Selain risiko likuiditas dan penularan risiko sistemik, shadow banking juga memiliki implikasi penting terhadap transmisi kebijakan moneter dan stabilitas makroekonomi. Aktivitas intermediasi yang dilakukan di luar sistem perbankan formal dapat melemahkan efektivitas kebijakan suku bunga dan pengendalian likuiditas oleh bank sentral, karena aliran pembiayaan dan penciptaan kredit tidak sepenuhnya tercermin dalam neraca perbankan. Dalam kondisi tertentu, ekspansi shadow banking yang cepat dapat mendorong pertumbuhan kredit berlebihan (credit boom) tanpa pengawasan memadai, sehingga meningkatkan kerentanan sistem keuangan terhadap guncangan eksternal.
Aspek lain yang juga krusial adalah tingkat transparansi dan perlindungan konsumen. Dibandingkan perbankan, banyak entitas shadow banking memiliki kewajiban pelaporan yang lebih terbatas, struktur produk yang kompleks, serta model bisnis yang kurang dipahami oleh masyarakat.
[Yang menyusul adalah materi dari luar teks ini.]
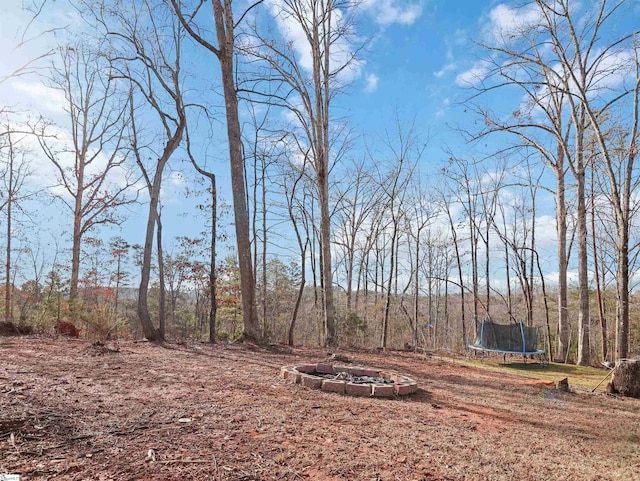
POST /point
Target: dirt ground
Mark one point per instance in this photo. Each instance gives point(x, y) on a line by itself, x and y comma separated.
point(73, 410)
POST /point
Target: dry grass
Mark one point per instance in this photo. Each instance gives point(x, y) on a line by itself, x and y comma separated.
point(70, 411)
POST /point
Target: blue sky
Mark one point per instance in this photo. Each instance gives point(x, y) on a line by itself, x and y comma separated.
point(420, 55)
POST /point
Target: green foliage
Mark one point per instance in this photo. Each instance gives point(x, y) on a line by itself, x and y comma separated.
point(351, 328)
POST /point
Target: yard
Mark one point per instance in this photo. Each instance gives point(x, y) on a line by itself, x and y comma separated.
point(73, 410)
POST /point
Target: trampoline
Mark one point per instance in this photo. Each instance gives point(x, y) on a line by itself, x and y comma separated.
point(514, 338)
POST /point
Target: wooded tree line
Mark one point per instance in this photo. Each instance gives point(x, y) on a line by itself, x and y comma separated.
point(337, 244)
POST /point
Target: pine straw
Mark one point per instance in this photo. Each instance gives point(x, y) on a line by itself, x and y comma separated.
point(223, 413)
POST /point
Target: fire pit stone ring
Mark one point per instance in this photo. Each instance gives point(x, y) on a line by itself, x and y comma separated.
point(350, 380)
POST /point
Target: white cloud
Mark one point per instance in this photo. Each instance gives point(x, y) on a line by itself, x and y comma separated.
point(447, 68)
point(342, 51)
point(388, 12)
point(474, 76)
point(47, 100)
point(506, 21)
point(372, 83)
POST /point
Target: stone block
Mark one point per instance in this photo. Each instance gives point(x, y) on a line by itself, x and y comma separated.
point(403, 389)
point(306, 368)
point(324, 368)
point(353, 389)
point(331, 385)
point(311, 381)
point(353, 370)
point(383, 390)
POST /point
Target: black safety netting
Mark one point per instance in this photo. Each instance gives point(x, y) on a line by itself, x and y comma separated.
point(515, 337)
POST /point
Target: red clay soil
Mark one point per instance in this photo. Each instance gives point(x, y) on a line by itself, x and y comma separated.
point(72, 410)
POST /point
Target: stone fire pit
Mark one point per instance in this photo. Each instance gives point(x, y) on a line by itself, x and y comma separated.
point(350, 380)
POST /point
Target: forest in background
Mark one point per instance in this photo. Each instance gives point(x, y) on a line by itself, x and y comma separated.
point(340, 244)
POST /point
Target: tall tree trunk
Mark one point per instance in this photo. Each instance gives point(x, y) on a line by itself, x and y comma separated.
point(224, 21)
point(584, 321)
point(563, 304)
point(162, 314)
point(9, 204)
point(213, 276)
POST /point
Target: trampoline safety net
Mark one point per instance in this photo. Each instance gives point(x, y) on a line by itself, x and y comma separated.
point(516, 337)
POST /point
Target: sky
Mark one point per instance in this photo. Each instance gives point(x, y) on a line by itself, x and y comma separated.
point(418, 63)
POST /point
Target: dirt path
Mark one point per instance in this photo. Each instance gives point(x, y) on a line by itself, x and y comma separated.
point(73, 411)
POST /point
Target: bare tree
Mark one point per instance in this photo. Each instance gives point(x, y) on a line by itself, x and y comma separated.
point(309, 84)
point(98, 152)
point(14, 172)
point(223, 47)
point(558, 59)
point(146, 43)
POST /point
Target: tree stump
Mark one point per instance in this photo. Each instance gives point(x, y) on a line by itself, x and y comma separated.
point(626, 377)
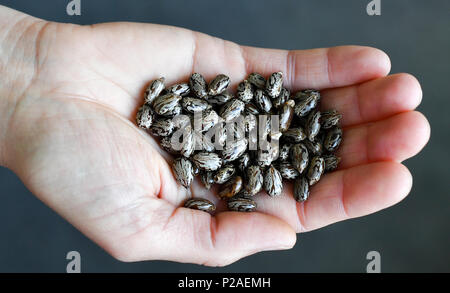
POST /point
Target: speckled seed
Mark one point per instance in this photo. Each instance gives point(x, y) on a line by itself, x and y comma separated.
point(286, 115)
point(153, 90)
point(241, 204)
point(224, 174)
point(263, 101)
point(203, 143)
point(244, 91)
point(255, 179)
point(257, 80)
point(313, 125)
point(250, 122)
point(220, 99)
point(183, 170)
point(218, 84)
point(331, 162)
point(273, 182)
point(330, 118)
point(200, 204)
point(284, 152)
point(315, 170)
point(167, 145)
point(188, 143)
point(181, 89)
point(165, 104)
point(301, 189)
point(207, 161)
point(306, 101)
point(251, 109)
point(194, 104)
point(232, 110)
point(332, 139)
point(282, 98)
point(288, 171)
point(208, 119)
point(234, 150)
point(294, 134)
point(231, 187)
point(174, 111)
point(274, 84)
point(207, 179)
point(266, 156)
point(299, 157)
point(242, 162)
point(145, 116)
point(197, 84)
point(163, 127)
point(314, 147)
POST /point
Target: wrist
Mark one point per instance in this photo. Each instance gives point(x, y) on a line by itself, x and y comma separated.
point(19, 37)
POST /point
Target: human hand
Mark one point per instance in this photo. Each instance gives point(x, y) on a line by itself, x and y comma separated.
point(69, 96)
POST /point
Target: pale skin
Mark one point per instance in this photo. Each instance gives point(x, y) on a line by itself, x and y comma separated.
point(69, 95)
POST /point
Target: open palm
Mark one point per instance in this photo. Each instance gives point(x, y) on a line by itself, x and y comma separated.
point(73, 141)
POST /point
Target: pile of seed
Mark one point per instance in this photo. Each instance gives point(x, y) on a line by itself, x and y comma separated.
point(306, 138)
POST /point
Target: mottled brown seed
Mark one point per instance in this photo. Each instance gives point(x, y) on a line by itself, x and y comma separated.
point(202, 143)
point(234, 150)
point(294, 134)
point(242, 162)
point(220, 99)
point(331, 162)
point(207, 120)
point(145, 117)
point(306, 101)
point(255, 179)
point(166, 104)
point(163, 127)
point(313, 125)
point(207, 161)
point(224, 174)
point(218, 84)
point(188, 142)
point(232, 110)
point(257, 80)
point(288, 171)
point(284, 152)
point(333, 139)
point(301, 189)
point(183, 170)
point(315, 170)
point(251, 109)
point(273, 182)
point(244, 91)
point(314, 147)
point(274, 84)
point(207, 179)
point(241, 204)
point(231, 187)
point(166, 144)
point(200, 204)
point(192, 105)
point(181, 89)
point(286, 115)
point(197, 84)
point(263, 101)
point(330, 118)
point(153, 90)
point(299, 157)
point(282, 98)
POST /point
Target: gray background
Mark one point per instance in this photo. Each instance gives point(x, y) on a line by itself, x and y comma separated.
point(413, 236)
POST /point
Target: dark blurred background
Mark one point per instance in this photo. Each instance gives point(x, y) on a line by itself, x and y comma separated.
point(413, 236)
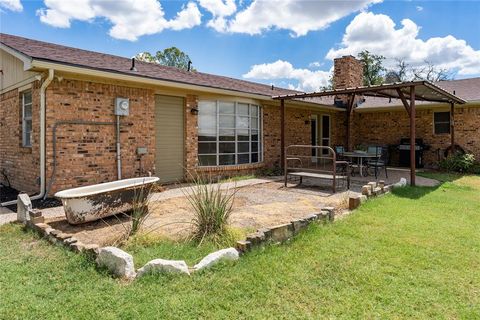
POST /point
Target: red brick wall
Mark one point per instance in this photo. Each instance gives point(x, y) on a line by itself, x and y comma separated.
point(19, 165)
point(388, 127)
point(86, 154)
point(191, 136)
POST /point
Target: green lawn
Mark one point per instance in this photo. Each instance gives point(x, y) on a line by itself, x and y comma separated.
point(411, 254)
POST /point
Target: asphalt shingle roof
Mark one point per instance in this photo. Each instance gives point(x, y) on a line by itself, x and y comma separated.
point(106, 62)
point(467, 89)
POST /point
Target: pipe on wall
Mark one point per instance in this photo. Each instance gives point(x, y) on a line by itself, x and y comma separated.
point(43, 89)
point(81, 122)
point(119, 157)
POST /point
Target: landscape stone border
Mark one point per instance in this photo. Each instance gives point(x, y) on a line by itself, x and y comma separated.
point(120, 263)
point(284, 232)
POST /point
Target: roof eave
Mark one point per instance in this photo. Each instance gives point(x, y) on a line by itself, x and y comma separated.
point(117, 75)
point(27, 60)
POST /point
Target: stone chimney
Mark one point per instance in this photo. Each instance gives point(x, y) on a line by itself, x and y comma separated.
point(347, 73)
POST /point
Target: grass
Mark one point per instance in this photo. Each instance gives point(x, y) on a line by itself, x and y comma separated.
point(411, 254)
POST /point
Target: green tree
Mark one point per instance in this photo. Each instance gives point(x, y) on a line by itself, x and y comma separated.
point(373, 69)
point(172, 57)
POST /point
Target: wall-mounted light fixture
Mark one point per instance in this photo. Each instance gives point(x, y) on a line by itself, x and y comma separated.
point(194, 111)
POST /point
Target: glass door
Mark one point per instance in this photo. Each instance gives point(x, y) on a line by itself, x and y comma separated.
point(325, 133)
point(314, 135)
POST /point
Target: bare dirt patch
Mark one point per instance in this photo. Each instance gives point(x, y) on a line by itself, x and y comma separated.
point(255, 206)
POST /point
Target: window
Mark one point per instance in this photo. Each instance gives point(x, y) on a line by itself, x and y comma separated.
point(441, 122)
point(228, 133)
point(27, 119)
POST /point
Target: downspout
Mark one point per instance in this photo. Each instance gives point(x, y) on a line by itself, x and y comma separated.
point(43, 88)
point(119, 156)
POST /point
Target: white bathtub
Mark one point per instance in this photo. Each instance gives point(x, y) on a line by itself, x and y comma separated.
point(98, 201)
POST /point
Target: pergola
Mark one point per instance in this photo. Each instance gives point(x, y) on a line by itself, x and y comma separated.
point(407, 92)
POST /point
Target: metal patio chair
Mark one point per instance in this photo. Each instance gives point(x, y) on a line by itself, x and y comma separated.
point(380, 161)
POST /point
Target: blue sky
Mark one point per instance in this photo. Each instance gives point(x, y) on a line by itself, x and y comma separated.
point(285, 42)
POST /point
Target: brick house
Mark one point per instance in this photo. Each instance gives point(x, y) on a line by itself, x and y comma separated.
point(58, 124)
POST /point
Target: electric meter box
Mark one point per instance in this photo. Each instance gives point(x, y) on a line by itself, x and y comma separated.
point(122, 106)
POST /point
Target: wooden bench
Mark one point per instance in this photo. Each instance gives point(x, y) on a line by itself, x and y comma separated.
point(301, 171)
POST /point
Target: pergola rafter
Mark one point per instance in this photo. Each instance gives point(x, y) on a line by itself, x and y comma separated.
point(406, 92)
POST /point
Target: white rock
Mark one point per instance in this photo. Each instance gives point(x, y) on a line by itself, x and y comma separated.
point(117, 261)
point(401, 183)
point(215, 257)
point(162, 265)
point(24, 205)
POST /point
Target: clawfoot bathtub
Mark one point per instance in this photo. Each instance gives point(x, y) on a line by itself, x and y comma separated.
point(98, 201)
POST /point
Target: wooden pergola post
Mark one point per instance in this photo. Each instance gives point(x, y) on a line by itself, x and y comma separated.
point(282, 133)
point(452, 125)
point(427, 91)
point(412, 136)
point(351, 99)
point(410, 107)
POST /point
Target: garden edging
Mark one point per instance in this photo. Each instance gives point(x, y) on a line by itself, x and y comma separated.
point(33, 219)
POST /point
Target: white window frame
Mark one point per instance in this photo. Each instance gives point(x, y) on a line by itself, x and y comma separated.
point(236, 141)
point(442, 122)
point(25, 119)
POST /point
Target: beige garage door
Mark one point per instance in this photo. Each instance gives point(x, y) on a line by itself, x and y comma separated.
point(169, 138)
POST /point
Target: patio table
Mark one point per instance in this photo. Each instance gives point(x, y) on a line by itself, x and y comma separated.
point(360, 156)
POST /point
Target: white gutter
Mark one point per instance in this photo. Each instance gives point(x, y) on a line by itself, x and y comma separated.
point(43, 88)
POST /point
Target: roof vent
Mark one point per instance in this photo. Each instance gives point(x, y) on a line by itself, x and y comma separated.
point(132, 68)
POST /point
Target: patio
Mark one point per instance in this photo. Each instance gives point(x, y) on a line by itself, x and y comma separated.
point(260, 202)
point(350, 98)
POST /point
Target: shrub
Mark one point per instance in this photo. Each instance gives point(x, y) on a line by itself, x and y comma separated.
point(212, 207)
point(459, 163)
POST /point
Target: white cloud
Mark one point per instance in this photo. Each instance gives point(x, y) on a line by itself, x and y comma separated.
point(306, 80)
point(298, 16)
point(379, 34)
point(188, 18)
point(13, 5)
point(130, 18)
point(219, 10)
point(315, 64)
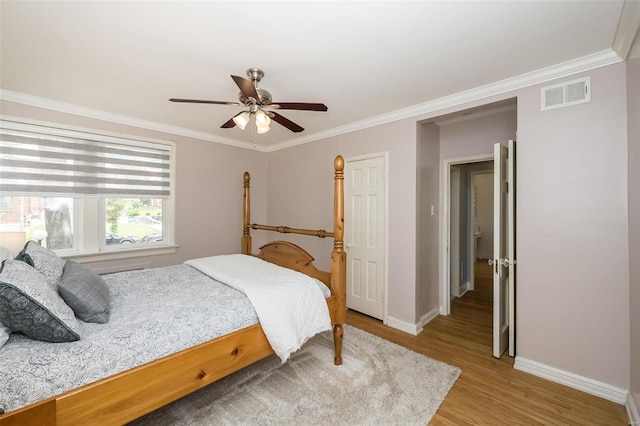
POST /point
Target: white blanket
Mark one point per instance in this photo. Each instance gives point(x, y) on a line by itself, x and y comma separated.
point(289, 304)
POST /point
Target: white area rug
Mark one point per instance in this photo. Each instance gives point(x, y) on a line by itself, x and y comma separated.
point(379, 383)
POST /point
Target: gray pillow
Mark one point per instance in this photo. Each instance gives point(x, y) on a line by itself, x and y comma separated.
point(5, 254)
point(44, 260)
point(4, 334)
point(29, 305)
point(85, 292)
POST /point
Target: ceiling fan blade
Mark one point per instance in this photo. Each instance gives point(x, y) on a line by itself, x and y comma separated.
point(229, 124)
point(246, 87)
point(285, 122)
point(196, 101)
point(304, 106)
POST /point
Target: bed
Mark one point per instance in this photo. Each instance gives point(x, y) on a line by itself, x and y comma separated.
point(133, 392)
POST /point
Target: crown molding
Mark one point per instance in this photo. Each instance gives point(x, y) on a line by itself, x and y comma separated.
point(564, 69)
point(426, 109)
point(22, 98)
point(628, 28)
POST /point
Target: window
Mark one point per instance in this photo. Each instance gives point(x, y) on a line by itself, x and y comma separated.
point(92, 193)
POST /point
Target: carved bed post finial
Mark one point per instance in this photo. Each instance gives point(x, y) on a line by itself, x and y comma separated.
point(246, 216)
point(339, 258)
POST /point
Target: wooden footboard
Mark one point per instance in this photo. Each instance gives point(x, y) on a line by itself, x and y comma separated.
point(133, 393)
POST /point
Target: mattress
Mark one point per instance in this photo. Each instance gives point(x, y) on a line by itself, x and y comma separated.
point(154, 313)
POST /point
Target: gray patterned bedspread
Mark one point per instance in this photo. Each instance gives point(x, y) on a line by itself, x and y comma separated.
point(154, 313)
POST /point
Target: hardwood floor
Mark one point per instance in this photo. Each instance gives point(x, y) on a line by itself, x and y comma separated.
point(490, 391)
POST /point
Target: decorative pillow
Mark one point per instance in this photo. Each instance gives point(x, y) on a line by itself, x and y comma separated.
point(29, 305)
point(5, 254)
point(4, 334)
point(85, 292)
point(44, 260)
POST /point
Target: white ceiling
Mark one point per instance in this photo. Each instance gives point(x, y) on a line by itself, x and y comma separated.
point(362, 59)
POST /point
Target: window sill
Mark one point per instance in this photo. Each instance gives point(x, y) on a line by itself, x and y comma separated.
point(122, 254)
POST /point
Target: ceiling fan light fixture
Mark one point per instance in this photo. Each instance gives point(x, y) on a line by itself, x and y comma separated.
point(262, 119)
point(242, 119)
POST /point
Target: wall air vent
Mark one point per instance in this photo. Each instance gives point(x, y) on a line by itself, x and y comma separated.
point(565, 94)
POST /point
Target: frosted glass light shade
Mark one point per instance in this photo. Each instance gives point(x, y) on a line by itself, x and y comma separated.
point(262, 122)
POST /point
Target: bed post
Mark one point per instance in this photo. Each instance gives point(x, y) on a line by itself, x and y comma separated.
point(339, 259)
point(246, 216)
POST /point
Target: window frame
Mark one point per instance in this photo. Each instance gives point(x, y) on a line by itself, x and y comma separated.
point(89, 212)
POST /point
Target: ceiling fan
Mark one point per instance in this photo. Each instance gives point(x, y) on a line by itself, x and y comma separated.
point(260, 105)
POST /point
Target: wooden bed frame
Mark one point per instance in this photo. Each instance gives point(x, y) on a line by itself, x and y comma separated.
point(131, 394)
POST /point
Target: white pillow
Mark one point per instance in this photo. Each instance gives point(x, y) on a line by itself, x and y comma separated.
point(4, 334)
point(5, 254)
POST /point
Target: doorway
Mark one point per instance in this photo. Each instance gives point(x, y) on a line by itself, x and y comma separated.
point(465, 219)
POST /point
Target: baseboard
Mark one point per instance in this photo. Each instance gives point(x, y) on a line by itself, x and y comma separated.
point(464, 288)
point(426, 318)
point(584, 384)
point(632, 411)
point(413, 329)
point(407, 327)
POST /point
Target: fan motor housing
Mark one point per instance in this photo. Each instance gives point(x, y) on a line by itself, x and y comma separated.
point(264, 98)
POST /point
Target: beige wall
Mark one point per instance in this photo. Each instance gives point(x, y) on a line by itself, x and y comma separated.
point(398, 139)
point(573, 241)
point(573, 309)
point(572, 232)
point(633, 112)
point(427, 287)
point(208, 187)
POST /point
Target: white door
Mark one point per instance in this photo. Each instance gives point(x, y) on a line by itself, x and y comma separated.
point(365, 209)
point(454, 238)
point(503, 249)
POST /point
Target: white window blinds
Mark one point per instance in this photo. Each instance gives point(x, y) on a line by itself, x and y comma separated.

Hal ini meningkatkan risiko information asymmetry, di mana konsumen dan investor tidak sepenuhnya memahami risiko produk keuangan yang ditawarkan. Dalam konteks fintech lending, misalnya, risiko ini dapat muncul dalam bentuk bunga efektif yang tinggi, praktik penagihan yang agresif, serta penyalahgunaan data pribadi, terutama pada penyelenggara ilegal.
Dari sisi tata kelola, shadow banking juga menghadirkan tantangan koordinasi regulasi karena aktivitasnya sering kali melintasi batas sektor dan yurisdiksi. Di Indonesia, OJK berupaya mengatasi tantangan ini melalui pendekatan activity-based regulation, yaitu mengawasi aktivitas keuangan berdasarkan fungsi dan risikonya, bukan semata-mata berdasarkan jenis lembaganya. Pendekatan ini penting untuk menutup celah regulasi (regulatory gaps) dan mencegah regulatory arbitrage, di mana pelaku keuangan berpindah dari sektor perbankan ke sektor non-bank untuk menghindari regulasi yang lebih ketat.
Dengan demikian, shadow banking tidak hanya relevan sebagai sumber risiko, tetapi juga sebagai fenomena struktural dalam sistem keuangan modern. Tantangan utama bagi pembuat kebijakan di negara berkembang seperti Indonesia adalah merancang kerangka pengawasan yang mampu menjaga stabilitas sistem keuangan dan perlindungan konsumen, tanpa menghambat peran shadow banking dalam memperluas akses pembiayaan dan mendorong inovasi keuangan.
Sources:
Checo, A., Grigoli, F., & Sandri, D. (2024). Monetary Policy Transmission in Emerging Markets: Proverbial Concerns, Novel Evidence. IMF Working Paper No. 2024/093.
Claessens, Stijn & Ratnovski, Lev (2014). What Is Shadow Banking? IMF Working Paper WP/14/25. International Monetary Fund.
Fidhayanti, D. (2020). Urgensi Pembentukan Regulasi Shadow Banking pada Layanan Pinjam Meminjam Berbasis Teknologi Finansial di Indonesia. Jurnal IUS: Kajian Hukum dan Keadilan, 8(2). Retrieved from https://jurnalius.ac.id/ojs/index.php/jurnalIUS/article/download/722/pdf_164/2553.
Zhou, S. (Ed.). (2023). Shadow Banking and Financial Risk in Emerging and Developing Markets. Palgrave Macmillan Studies in Banking and Financial Institutions.